The gold standard for voice rehabilitation post-total laryngectomy is tracheoesophageal puncture and placement of an indwelling voice prosthesis (VP). Unfortunately, loss of airway reflexes may result in accidental bronchial aspiration of the VP (1). A VP more frequently lodges in the right bronchial tree due to a more vertical course and larger diameter lumen than the left (2). The reported incidence of aspiration ranges from 3.9% to 23.5% in published series (3-5).
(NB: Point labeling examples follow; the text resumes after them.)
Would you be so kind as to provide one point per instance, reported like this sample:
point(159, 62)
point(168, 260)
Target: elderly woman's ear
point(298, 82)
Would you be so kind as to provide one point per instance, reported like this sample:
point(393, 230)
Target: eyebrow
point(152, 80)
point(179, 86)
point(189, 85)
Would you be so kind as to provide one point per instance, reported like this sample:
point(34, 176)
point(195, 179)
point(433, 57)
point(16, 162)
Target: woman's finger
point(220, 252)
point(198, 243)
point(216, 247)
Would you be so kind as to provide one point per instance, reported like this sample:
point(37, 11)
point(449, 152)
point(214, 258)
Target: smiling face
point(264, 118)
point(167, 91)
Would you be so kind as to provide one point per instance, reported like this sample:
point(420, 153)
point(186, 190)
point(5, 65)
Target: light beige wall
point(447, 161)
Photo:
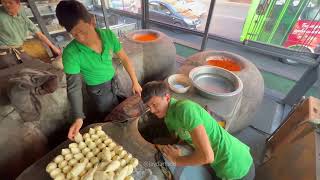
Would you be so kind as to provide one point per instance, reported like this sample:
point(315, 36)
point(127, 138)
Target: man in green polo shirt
point(14, 28)
point(90, 55)
point(229, 157)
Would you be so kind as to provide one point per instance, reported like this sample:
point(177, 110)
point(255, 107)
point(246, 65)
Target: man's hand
point(136, 88)
point(56, 50)
point(172, 153)
point(75, 127)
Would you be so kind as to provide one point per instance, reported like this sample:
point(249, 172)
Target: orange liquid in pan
point(225, 64)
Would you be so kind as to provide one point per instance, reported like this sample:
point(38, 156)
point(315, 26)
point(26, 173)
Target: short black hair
point(70, 12)
point(154, 88)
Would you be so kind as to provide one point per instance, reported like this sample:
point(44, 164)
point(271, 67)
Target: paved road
point(227, 20)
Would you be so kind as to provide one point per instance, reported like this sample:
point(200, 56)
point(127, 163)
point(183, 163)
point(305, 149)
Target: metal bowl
point(179, 83)
point(214, 82)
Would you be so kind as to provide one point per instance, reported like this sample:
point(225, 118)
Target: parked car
point(168, 13)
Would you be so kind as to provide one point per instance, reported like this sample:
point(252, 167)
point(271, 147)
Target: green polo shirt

There is no published diagnostic algorithm for a missing VP. As with all potential airway foreign bodies, Emergency Physicians often refer to Otolaryngologists for a flexible endoscopic assessment of the aerodigestive tract as the first line investigation. A dislodged VP can progress beyond the carina and may not be visible with a proximal endoscopic evaluation. Chest X-ray (CXR) and at times, even computed tomography (CT) of the chest may be falsely negative as treating teams may not be certain on the imaging hallmarks of a VP in the lower airways. Moreover, there is no official manufacturer data on the radiologic characteristics of these prostheses to guide a reporting Radiologist.
This radiologic study aims to characterize the distinct imaging characteristics of common VPs, and to make recommendations on optimal radiographic protocols to avoid the potentially fatal consequence of an aspirated prosthesis.
No ethics approval was required as this is an in vitro radiology study.
The first modern VP was described in 1972 by Mozolewski (6). Since then, various iterations of such semi-permanent VP have been introduced but today, only two major brands predominate: Blom Singer® (Indianapolis, Indiana USA) and Provox® (Amsterdam, Netherlands). We have hence included their most commonly used prostheses in our study, namely, Blom Singer® Advantage, Blom Singer® Classic, Blom Singer® Low Pressure, Blom Duckbill, Provox® Vega and Provox® NiD (Figure 1).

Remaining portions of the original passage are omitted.